Piel blanquecina, mofletes rosados, ojos color miel y pelo lacio a la altura de la cadera. Una
personalidad simple y encantadora siempre acompañada de una sonrisa alegre. Alta para las de su edad y de complexión delgada, esa es mi hermana mayor, Dara.
Con quince años, las mejores notas en su clase, más de diez medallas de oro en patinaje artístico y varios conciertos de violín a sus espaldas, Dara es el orgullo de nuestros padres.

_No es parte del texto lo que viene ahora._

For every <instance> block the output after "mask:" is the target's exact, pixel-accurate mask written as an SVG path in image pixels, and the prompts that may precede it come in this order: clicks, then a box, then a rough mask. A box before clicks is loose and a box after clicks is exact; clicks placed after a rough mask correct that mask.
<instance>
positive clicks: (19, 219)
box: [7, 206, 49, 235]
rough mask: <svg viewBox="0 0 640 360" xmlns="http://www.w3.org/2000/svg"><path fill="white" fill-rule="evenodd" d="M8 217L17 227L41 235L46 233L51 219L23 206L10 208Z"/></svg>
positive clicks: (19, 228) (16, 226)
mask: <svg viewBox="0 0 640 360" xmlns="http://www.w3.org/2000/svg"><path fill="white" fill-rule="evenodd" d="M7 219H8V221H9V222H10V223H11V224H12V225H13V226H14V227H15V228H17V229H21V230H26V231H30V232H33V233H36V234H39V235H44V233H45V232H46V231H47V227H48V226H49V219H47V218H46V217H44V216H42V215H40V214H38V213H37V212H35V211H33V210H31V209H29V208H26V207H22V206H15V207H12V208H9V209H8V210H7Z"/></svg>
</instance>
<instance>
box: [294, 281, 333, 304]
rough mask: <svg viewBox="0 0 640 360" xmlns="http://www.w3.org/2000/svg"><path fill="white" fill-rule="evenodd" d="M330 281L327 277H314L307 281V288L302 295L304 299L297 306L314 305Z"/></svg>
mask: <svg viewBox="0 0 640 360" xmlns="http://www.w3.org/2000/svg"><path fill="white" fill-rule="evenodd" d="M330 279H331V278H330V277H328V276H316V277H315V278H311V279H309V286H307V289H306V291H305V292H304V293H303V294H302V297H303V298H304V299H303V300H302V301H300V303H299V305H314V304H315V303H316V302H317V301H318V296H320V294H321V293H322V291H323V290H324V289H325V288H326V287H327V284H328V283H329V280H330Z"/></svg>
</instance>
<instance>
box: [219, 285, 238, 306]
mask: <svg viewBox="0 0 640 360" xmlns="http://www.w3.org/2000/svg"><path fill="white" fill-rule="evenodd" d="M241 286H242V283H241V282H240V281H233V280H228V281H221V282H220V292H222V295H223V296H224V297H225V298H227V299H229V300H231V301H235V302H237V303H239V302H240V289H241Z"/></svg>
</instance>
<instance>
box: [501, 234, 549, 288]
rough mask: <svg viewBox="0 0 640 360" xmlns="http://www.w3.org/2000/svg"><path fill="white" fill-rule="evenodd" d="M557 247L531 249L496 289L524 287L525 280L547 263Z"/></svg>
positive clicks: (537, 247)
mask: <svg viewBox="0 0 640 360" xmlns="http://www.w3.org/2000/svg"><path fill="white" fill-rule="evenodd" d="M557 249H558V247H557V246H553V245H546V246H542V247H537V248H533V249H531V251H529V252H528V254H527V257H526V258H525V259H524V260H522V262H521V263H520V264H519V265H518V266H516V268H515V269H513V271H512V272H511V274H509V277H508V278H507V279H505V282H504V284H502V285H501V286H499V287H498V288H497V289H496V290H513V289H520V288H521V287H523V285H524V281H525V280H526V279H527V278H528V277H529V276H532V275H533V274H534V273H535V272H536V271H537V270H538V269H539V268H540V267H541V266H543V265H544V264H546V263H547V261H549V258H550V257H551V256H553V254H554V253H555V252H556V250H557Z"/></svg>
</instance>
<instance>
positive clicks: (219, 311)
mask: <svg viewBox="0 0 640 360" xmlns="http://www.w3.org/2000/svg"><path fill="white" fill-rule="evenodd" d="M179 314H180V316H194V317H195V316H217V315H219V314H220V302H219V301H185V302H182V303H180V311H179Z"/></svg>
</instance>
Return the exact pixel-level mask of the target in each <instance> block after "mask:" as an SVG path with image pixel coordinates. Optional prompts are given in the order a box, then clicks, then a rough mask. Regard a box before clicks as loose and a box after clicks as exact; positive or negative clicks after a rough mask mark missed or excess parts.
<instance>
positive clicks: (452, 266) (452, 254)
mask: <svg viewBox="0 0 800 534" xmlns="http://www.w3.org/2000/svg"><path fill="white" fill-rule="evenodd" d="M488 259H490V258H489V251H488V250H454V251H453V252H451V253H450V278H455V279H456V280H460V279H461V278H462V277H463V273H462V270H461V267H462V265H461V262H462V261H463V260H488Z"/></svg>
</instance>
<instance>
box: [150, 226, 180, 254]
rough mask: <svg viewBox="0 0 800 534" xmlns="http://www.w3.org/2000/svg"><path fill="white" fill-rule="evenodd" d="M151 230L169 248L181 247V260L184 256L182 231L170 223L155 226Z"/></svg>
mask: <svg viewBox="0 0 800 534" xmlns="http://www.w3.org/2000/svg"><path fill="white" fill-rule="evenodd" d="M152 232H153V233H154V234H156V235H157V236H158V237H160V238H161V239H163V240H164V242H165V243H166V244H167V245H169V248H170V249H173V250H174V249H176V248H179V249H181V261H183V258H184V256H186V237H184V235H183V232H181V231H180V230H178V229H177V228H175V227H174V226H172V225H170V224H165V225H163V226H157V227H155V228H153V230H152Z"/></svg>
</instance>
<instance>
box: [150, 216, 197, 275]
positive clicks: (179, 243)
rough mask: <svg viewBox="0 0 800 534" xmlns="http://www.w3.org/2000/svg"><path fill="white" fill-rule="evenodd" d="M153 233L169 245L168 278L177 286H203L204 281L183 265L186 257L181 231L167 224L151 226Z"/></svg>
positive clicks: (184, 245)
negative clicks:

Siempre la he admirado. Intenté ser como ella, y cuando, por fin aquel diecisiete de enero me titulé como ganador con el equipo de debate, cuando por fin conseguí enorgullecer a nuestros padres, ella se enfadó conmigo. No me habló durante días. Más tarde descubrí que nuestros padres, por estar en mi evento, no acudieron a su competición autonómica.
No lo comprendía. ¿Se había enfadado porque, por una vez, no habían estado ahí? Nunca estaban ahí para mí. Descubrir el porqué de su enfado me guio a este también.
Una noche, no muy convencido, intenté iniciar una conversación con ella. No salió bien. Dara no quiso entrar en razón y salió de la habitación para no volver. Y dejó la estufa, que solía apagar todas las noches, encendida.
*
Al principio pensaba que había sido un accidente, al fin y al cabo, una intoxicación por monóxido de carbono es normal cuando la estufa es ya vieja. Sin embargo, lo que nunca te imaginas es que haya sido a propósito. Pero, tras observar a Dara acomodarse en mi lado de la habitación con una sonrisa burlona y no escucharla nunca lamentarse por mi muerte, comprendí que nunca fue un accidente.
La personalidad risueña y encantadora de mi hermana se transformó en una reservada e inexpresiva. Ahora era distante, no hablaba y aunque todo el mundo pensó que era por mi muerte, ella sabía que las conversaciones siempre son peligrosas si se quiere esconder alguna cosa.
Sobre todo, si lo que escondes es el vil asesinato de tu hermano.
La imagen de niña perfecta e inocente que tenía mi hermana le permitió no ser descubierta nunca.